WARNING: THIS ARTICLE CONTAINS MAJOR SPOILERS

This isn’t an especially daring position given quite how badly For All Mankind jumped the shark in later seasons, but I genuinely believe that Star City is the superior show. More to the point, it’s superior sci-fi, exchanging the former’s glossy idealism for a more engaging and devolved tone. It isn’t a nationalist propaganda piece but a sobering acknowledgement that the ruthlessly efficient communism depicted in FAM was really a paranoid house of cards. It fundamentally changes the texture of the entire universe, in my view for the better.

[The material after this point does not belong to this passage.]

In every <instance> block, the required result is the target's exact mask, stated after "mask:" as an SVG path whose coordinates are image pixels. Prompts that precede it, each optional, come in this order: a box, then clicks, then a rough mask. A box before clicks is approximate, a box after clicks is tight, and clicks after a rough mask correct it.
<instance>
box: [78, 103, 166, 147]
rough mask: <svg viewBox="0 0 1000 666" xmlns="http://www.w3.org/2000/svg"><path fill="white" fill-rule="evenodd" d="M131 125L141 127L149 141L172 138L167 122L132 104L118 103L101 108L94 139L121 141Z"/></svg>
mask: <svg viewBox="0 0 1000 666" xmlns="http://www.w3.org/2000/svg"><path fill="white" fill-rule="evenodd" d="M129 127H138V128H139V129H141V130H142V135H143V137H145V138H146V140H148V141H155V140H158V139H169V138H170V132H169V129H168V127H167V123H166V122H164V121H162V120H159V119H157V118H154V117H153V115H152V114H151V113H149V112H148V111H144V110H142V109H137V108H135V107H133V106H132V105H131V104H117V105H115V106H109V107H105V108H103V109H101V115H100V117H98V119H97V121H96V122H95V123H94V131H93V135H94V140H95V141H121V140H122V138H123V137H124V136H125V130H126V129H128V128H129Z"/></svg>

It does this in myriad ways, too. It scales back the tech, ramps up the backstabbing politics, and recasts familiar moments and figures in a new light, one that isn’t always favourable but feels more real and dangerous. This is exactly the kind of thing a spin-off should be doing, in my book, and it’s a big part of why Star City has gone from strength to strength throughout Season 1, even if it doesn’t seem to be earning the same kind of attention as its parent show did.

The Analog Approach

The tech is a big part of things. While For All Mankind loved a glossy, pristine, almost sterile approach, Star City has a more analog feel, as if the entire Soviet Union is held together with duct tape and rusty screws.

This makes even Russia’s successes feel perilous. And, to be fair, a lot of them are perilous, but they’re rewritten as successes anyway, which we’ll get to. But it’s a deliberate aesthetic choice to have functional, brutalist engineering win the day for the Soviets, creating a stark contrast to their more performative American counterparts.

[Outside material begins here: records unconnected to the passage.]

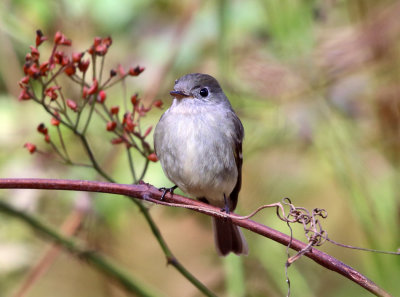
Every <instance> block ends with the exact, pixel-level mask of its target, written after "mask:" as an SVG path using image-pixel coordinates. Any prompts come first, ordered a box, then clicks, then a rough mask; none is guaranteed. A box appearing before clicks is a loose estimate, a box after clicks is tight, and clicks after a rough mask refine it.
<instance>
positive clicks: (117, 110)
mask: <svg viewBox="0 0 400 297" xmlns="http://www.w3.org/2000/svg"><path fill="white" fill-rule="evenodd" d="M110 112H111V114H113V115H117V114H118V112H119V106H113V107H111V109H110Z"/></svg>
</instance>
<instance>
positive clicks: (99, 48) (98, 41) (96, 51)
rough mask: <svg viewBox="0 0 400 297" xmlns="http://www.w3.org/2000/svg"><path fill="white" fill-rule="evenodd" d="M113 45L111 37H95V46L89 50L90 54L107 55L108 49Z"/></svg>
mask: <svg viewBox="0 0 400 297" xmlns="http://www.w3.org/2000/svg"><path fill="white" fill-rule="evenodd" d="M111 44H112V39H111V37H106V38H101V37H95V39H94V42H93V45H92V46H91V47H90V48H89V49H88V53H89V54H91V55H97V56H104V55H105V54H107V51H108V48H109V47H110V46H111Z"/></svg>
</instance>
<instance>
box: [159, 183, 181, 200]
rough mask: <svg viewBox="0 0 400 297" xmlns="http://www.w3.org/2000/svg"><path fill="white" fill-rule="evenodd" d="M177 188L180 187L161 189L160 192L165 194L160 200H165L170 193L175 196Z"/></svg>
mask: <svg viewBox="0 0 400 297" xmlns="http://www.w3.org/2000/svg"><path fill="white" fill-rule="evenodd" d="M177 187H178V186H177V185H175V186H173V187H171V188H165V187H162V188H159V189H158V190H159V191H162V192H163V194H162V195H161V199H160V200H164V198H165V195H166V194H167V193H168V192H170V193H171V195H173V194H174V191H175V189H176V188H177Z"/></svg>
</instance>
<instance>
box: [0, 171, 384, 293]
mask: <svg viewBox="0 0 400 297" xmlns="http://www.w3.org/2000/svg"><path fill="white" fill-rule="evenodd" d="M0 188H3V189H45V190H74V191H88V192H100V193H110V194H117V195H126V196H129V197H133V198H137V199H141V200H146V201H152V202H154V203H159V202H160V201H159V199H160V198H161V194H162V193H161V192H160V191H159V190H158V189H157V188H155V187H153V186H151V185H149V184H144V183H143V184H139V185H123V184H114V183H106V182H96V181H84V180H54V179H27V178H26V179H25V178H5V179H0ZM164 202H168V203H173V204H180V205H182V207H185V205H187V206H190V208H191V209H193V206H194V207H195V208H194V209H193V210H194V211H197V212H201V213H205V214H207V215H209V216H220V215H219V209H218V208H216V207H213V206H210V205H207V204H204V203H202V202H199V201H196V200H193V199H189V198H186V197H183V196H179V195H176V194H174V195H173V196H172V195H170V194H167V195H166V196H165V199H164ZM161 203H162V202H161ZM161 203H160V204H161ZM230 217H231V218H232V221H233V223H235V224H236V225H238V226H240V227H242V228H245V229H248V230H250V231H252V232H255V233H257V234H260V235H262V236H264V237H267V238H270V239H272V240H274V241H276V242H279V243H280V244H282V245H284V246H288V245H289V243H290V248H291V249H294V250H296V251H300V250H302V249H304V248H305V247H306V246H307V244H306V243H303V242H301V241H299V240H296V239H293V238H292V239H291V238H290V236H288V235H286V234H283V233H281V232H279V231H277V230H274V229H272V228H269V227H267V226H265V225H262V224H260V223H257V222H255V221H252V220H250V219H245V220H243V219H241V217H240V216H238V215H235V214H232V215H230ZM305 256H306V257H308V258H310V259H312V260H314V261H315V262H316V263H318V264H319V265H321V266H323V267H325V268H327V269H329V270H332V271H335V272H337V273H339V274H341V275H343V276H344V277H346V278H348V279H350V280H351V281H353V282H355V283H356V284H358V285H360V286H362V287H363V288H365V289H367V290H368V291H370V292H371V293H373V294H374V295H376V296H382V297H390V296H391V295H390V294H389V293H387V292H386V291H384V290H383V289H381V288H380V287H378V286H377V285H376V284H375V283H374V282H372V281H371V280H369V279H368V278H367V277H365V276H364V275H362V274H361V273H359V272H358V271H356V270H355V269H353V268H352V267H350V266H348V265H346V264H344V263H343V262H341V261H339V260H337V259H335V258H334V257H332V256H330V255H328V254H326V253H324V252H321V251H319V250H318V249H316V248H312V249H310V251H309V252H307V253H305Z"/></svg>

This is contrary, too, to the idea of the Soviet Union as a ruthlessly efficient and technologically advanced superpower. Seeing what it took and what it cost to get people on the moon, to construct a lunar base, to man a mission to Venus, and to get the Salyut-1 in the air massively recontexualises the Russian perspective as depicted in For All Mankind.

Victory, But At What Cost?

Pulling back the curtain, iron or otherwise, reveals the truth of Russia’s successes and how far they’d go for victory, throwing their own people to the wolves at the slightest provocation if it meant getting even a little bit ahead. This is expected of the rank and file, who can be rehomed in a gulag for reading the wrong books or listening to the wrong music, but it applies equally to all – even the higher-ups.

You can see this in the arcs of Lyudmilla and the Chief Designer, especially in Episode 7, which plays out in the aftermath of the Venera 7 having been destroyed to cover up the presence of an American double agent on board. Lyudmilla is being forced out by the new Chief Designer, Radimir Petrovsky, while the old Chief Designer is on house arrest, having been disgraced for attempting to further the nation’s space program and not simply build stolen blueprints faster than the West.

This stands in stark contrast to the happy-clappy depiction of NASA as a treasured and egalitarian U.S. institution. The Soviet Union didn’t care about progress; it only cared about winning at all costs and was willing to control science through the infrastructure of the KGB and the wider state to do it.

Optimism Versus Reality

At its core, For All Mankind is – or, at least, was – a fundamentally optimistic sci-fi show. It was possessed of a romantic idea of the Space Race and depicted the Americans, largely, as wildly progressive and influential in seismic cultural shifts. Star City is much harsher and much more real as a result, rebranding the Space Race as a Cold War spy thriller in which a minor engineering fault could land whoever was responsible in a Siberian prison.

This approach also applies to existing characters, such as the Chief Designer, Irina Morozova, and Sergei Nikulov. Their younger portrayals in the harsh cauldron of Soviet political paranoia help to set up their future character arcs and retroactively explore how they became the people they grew into. It even builds up the backstory of figures like the Governor of Mars, Leonid “Lenya” Polivanov, by introducing his parents – we’re guessing; Star City hasn’t confirmed this yet, but it very well might in its finale – and the very specific circumstances that led to his own conception.

The colder, more calculating approach is, I think, what makes Star City the superior show, but it also makes For All Mankind a more interesting and textured one, too. That’s some achievement and well worth the investment in a spin-off that many people assumed we probably didn’t need to see.